Milan, Bonucci: “Rigore Real? Non avrei saputo tenere a bada gli istinti. Contento di essere capitano”

All’indomani del pareggio contro il Napoli, ha parlato il capitano del Milan Leonardo Bonucci

In uno dei due big match della 32^ giornata, il Milan ha bloccato il Napoli sullo 0-0 a San Siro, portando a casa un punto prezioso e consentendo alla Juventus di volare a +6 dai partenopei. All’indomani del match – ai microfoni di Premium Sport – ha parlato il capitano dei rossoneri Leonardo Bonucci: “Per noi era importante un punto ieri e ho esultato alla parata di Gigio come se avesse fatto un gol, perché di fatto è valsa come un gol. Sono stato fortunato ad avere come compagno Buffon che è stato il migliore della storia del calcio e ora gioco con Gigio che può diventare uno dei più forti. Deve restare leggero, non sentire le pressioni perché solo così può crescere“.

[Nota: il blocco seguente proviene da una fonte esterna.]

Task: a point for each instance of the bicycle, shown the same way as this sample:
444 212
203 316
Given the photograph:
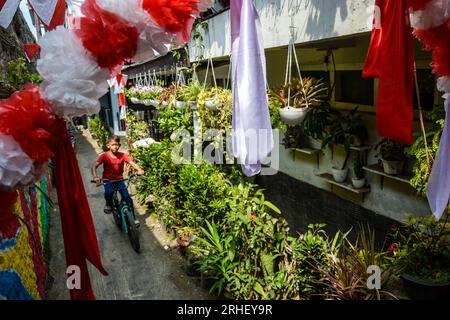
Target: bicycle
124 216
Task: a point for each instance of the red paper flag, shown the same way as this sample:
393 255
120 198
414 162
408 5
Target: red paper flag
391 58
31 50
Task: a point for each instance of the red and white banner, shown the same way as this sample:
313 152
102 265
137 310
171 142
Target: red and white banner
8 9
50 12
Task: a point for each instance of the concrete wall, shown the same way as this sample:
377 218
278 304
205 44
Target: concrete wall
313 20
334 21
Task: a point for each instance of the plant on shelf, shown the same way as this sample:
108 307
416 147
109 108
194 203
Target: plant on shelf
420 254
343 130
392 155
318 120
424 160
294 98
358 180
294 138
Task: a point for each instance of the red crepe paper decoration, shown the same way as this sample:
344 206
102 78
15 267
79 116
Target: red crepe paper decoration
30 121
174 16
106 36
31 50
391 59
418 4
80 240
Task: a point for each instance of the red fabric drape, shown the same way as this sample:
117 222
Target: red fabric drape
80 240
391 58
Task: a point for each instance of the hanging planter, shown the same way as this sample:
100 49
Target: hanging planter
180 105
293 116
211 104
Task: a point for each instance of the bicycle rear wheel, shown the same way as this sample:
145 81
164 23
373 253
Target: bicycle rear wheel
133 233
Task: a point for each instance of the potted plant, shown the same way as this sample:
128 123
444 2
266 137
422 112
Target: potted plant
358 181
392 156
420 255
179 95
294 138
293 107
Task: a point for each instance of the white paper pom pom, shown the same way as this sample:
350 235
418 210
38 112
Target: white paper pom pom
15 165
73 82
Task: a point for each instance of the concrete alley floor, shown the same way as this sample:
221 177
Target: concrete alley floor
155 273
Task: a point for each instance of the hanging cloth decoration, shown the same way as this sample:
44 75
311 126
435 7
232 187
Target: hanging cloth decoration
391 59
250 104
8 9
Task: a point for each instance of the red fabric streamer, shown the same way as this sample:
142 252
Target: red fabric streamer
441 60
175 16
370 69
418 4
106 36
434 37
80 240
394 64
30 121
8 222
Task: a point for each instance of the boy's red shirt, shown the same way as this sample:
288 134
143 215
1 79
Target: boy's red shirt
113 167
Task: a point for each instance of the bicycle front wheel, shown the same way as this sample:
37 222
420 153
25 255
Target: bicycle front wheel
133 232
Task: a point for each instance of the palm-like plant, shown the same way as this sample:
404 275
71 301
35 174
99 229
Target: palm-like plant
312 92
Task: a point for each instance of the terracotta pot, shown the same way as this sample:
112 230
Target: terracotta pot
293 116
339 175
393 167
358 183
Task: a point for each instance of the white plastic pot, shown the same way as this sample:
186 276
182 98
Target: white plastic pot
358 183
211 104
180 104
393 167
293 116
154 103
339 175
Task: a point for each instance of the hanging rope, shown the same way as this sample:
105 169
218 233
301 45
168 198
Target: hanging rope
422 125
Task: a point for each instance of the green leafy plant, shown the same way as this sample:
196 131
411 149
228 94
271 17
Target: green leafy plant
314 91
425 156
390 150
421 248
343 131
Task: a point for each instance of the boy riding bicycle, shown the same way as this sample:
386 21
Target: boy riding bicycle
113 164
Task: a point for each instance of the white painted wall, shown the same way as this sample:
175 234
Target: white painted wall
313 20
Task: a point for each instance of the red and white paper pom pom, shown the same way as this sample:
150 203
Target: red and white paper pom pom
73 81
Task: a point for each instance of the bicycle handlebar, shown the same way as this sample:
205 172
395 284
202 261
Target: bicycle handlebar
112 181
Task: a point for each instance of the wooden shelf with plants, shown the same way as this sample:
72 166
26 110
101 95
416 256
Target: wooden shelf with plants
345 185
378 169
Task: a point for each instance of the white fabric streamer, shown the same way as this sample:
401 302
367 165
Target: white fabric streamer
15 165
443 84
73 82
434 14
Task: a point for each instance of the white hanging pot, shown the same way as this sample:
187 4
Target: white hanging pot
358 183
154 103
180 104
293 116
211 104
146 102
339 175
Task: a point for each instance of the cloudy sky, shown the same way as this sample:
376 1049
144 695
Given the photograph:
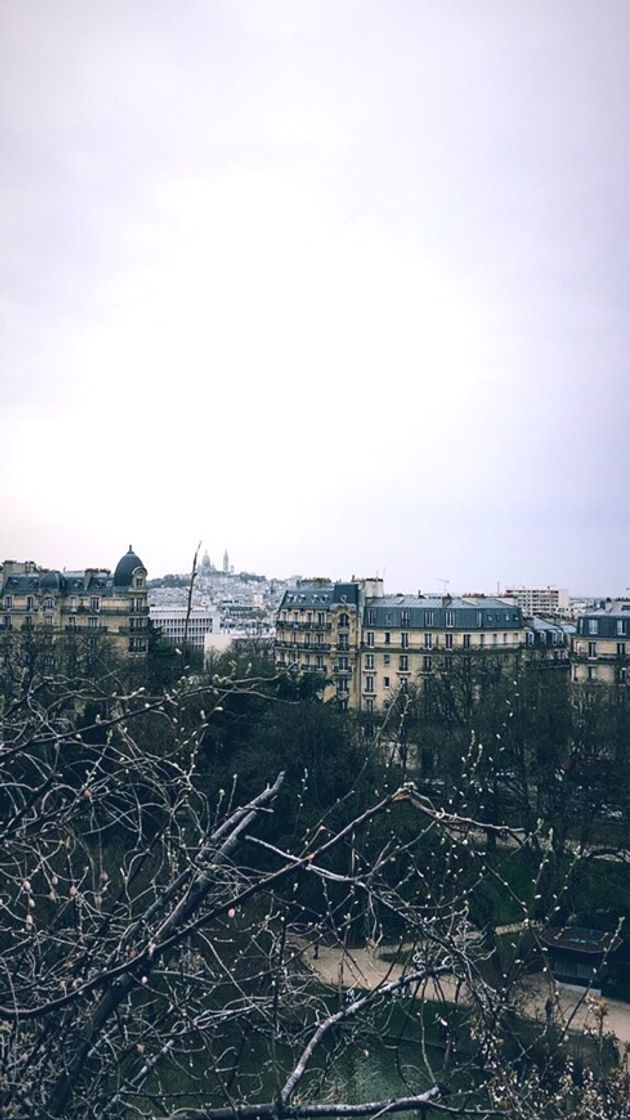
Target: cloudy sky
341 285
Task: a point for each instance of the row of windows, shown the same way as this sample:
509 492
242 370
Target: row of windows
620 626
593 649
433 640
75 603
429 617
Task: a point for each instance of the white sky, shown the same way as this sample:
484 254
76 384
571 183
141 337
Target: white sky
340 285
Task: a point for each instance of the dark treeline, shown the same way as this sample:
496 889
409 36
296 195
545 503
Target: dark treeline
177 842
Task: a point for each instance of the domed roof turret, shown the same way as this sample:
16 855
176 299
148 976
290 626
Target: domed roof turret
126 567
51 581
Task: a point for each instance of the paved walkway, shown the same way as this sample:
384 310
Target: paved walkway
364 968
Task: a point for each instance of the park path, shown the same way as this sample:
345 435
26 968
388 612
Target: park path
364 968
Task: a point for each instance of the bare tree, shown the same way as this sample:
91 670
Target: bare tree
157 946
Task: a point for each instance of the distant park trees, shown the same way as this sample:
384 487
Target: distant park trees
175 864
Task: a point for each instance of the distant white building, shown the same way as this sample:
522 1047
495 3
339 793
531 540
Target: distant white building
539 600
172 623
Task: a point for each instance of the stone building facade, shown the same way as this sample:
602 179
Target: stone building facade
369 645
89 603
601 644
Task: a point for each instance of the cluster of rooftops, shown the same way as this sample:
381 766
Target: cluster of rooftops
406 610
29 579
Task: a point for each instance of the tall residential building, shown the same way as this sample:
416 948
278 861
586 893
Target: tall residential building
539 600
90 603
370 645
176 623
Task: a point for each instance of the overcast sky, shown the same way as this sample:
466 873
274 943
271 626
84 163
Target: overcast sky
340 285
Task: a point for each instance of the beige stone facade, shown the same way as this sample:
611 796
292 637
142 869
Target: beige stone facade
369 645
601 644
92 603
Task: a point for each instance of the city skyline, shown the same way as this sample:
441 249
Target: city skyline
345 282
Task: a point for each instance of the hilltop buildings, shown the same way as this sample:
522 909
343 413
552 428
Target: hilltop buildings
540 600
85 603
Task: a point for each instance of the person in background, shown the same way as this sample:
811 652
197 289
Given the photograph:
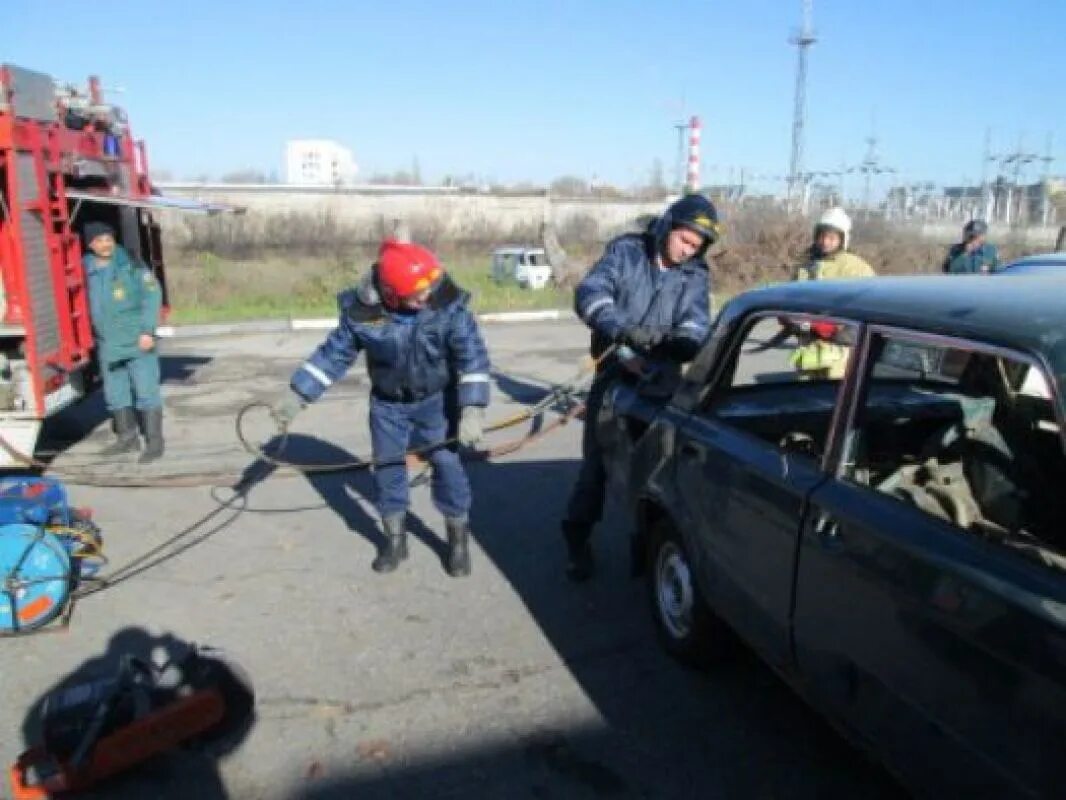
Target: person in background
124 302
973 254
820 354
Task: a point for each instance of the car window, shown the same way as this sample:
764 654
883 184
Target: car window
782 381
969 435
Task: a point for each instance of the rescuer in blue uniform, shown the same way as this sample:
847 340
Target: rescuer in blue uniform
124 301
649 294
421 341
973 255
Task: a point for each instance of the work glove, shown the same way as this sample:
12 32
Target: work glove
643 338
286 410
471 426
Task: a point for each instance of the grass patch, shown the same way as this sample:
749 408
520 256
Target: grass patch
205 288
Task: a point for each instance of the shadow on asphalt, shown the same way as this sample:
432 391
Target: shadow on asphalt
190 770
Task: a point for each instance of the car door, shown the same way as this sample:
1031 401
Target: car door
922 618
746 460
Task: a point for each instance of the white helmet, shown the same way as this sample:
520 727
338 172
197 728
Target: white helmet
837 219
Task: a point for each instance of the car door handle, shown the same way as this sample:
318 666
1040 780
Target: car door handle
826 528
692 450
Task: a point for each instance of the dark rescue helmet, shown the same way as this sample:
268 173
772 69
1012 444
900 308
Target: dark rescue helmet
695 212
974 228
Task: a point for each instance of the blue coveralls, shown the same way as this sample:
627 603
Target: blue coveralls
414 361
124 303
627 288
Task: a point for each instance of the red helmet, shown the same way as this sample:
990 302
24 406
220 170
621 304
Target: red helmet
404 270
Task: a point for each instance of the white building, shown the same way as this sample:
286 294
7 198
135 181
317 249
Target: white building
318 162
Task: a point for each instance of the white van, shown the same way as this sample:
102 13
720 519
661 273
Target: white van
528 267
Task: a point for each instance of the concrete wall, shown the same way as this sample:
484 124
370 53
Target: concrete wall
455 214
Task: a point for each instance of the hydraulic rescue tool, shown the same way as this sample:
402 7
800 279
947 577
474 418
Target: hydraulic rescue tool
95 730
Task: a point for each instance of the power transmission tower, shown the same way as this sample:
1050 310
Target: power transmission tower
679 171
803 41
868 168
1015 193
1046 188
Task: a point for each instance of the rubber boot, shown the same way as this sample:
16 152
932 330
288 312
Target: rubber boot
394 548
579 552
126 435
457 562
152 435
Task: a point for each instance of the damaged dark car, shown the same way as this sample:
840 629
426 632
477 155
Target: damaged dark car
891 541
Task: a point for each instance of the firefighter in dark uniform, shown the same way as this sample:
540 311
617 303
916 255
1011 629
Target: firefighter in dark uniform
421 342
125 300
649 294
973 255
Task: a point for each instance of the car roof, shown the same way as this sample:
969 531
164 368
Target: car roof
1046 259
1040 258
1026 315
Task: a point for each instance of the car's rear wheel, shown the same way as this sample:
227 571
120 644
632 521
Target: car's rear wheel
687 627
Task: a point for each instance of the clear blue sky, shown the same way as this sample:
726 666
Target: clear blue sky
531 91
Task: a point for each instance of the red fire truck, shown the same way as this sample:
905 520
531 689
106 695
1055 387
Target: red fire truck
66 158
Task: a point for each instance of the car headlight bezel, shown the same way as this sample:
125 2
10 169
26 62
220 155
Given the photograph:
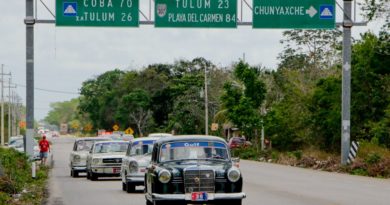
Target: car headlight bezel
234 175
164 176
133 167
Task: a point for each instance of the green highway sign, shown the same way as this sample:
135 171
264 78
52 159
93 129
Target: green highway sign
196 13
294 14
114 13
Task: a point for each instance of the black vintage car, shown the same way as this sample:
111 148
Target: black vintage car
194 170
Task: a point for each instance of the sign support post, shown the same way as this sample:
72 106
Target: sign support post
346 83
29 21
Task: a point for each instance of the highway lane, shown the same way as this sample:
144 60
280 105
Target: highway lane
264 183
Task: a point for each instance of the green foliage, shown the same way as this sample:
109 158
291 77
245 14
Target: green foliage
16 176
325 111
370 88
243 100
360 172
62 112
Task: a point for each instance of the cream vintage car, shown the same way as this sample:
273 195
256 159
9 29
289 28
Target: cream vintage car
135 162
78 156
105 159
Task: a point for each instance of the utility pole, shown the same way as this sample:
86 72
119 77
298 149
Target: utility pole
9 108
206 103
30 22
346 82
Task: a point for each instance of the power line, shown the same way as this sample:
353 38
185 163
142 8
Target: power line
52 91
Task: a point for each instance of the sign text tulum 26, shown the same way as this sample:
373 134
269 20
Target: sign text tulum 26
196 13
114 13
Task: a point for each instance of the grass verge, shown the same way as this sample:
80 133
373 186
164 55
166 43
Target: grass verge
17 187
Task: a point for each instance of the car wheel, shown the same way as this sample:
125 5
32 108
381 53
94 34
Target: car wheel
148 202
130 188
94 176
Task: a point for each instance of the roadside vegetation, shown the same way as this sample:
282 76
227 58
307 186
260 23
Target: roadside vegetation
17 187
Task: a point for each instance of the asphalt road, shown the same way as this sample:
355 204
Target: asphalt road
264 183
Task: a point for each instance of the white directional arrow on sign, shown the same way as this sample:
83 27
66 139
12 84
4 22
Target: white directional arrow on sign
311 11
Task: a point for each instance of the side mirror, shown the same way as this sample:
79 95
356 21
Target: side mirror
236 162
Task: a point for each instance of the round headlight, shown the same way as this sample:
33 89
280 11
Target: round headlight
164 176
133 167
95 161
234 174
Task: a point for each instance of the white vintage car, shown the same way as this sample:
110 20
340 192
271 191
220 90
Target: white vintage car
105 159
134 164
78 156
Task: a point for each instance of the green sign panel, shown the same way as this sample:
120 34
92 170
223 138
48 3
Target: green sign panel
115 13
294 14
196 13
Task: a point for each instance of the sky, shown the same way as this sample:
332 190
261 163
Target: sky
67 56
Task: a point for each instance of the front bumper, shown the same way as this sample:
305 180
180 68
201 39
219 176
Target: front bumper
80 168
136 179
187 197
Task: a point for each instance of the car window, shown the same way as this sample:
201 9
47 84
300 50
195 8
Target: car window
110 147
83 145
193 150
142 147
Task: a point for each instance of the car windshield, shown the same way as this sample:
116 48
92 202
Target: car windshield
142 147
107 147
193 151
84 145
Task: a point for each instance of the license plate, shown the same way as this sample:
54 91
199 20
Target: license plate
199 196
116 170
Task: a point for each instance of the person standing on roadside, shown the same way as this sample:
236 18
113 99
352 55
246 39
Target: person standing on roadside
44 149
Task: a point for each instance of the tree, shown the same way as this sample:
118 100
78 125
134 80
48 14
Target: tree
62 112
370 83
325 114
135 107
242 98
99 98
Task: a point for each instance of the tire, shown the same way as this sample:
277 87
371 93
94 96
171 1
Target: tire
94 177
130 188
148 202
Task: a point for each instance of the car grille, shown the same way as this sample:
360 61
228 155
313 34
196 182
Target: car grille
199 181
113 160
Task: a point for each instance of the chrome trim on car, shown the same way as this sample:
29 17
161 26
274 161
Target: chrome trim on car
187 197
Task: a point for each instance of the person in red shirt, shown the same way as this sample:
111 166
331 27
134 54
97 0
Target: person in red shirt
44 148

Bonucci è poi tornato sulla gara tra Real e Juventus e sul rigore assegnato agli spagnoli: “In Europa è stata una settimana ricca di emozioni, sono molto contento per la Roma e dispiaciuto per la Juventus perché fare tre gol al Bernabeu non è una cosa da tutti i giorni. Poi c’è stato questo episodio dubbio nel finale, ma hanno dimostrato di essere all’altezza. Il calcio è fatto di episodi che possono capitare. Se ho pensato, ‘meno male che non sono lì’ quando ha fischiato il rigore? Sì, l’ho pensato, perché forse non avrei saputo tenere a freno i miei istinti“.

Il Milan sta vivendo un momento positivo: “Il momento più difficile sono stati i primi mesi, non capivamo dove erano gli errori e non miglioravamo, poi fortunatamente siamo cresciuti e abbiamo iniziato una rincorsa in cui abbiamo speso molte energie. Non mi aspettavo di essere terzo nel girone di ritorno, ma ci speravo. Significa che stiamo facendo bene e che stiamo diventando ancora più squadra per fare il salto di qualità. Il segreto è la difesa? Come dico sempre la difesa non è composta solo dai quattro difensori, bisogna parlare di fase difensiva. Perché quando un attaccante è a 20 metri da noi difensori, si riduce lo spazio per gli altri e agevola il nostro compito. È merito di Gattuso che ci ha inculcato questo modo di difendere e di cercare trame di gioco che ci hanno permesso di essere terzi nel girone di ritorno“.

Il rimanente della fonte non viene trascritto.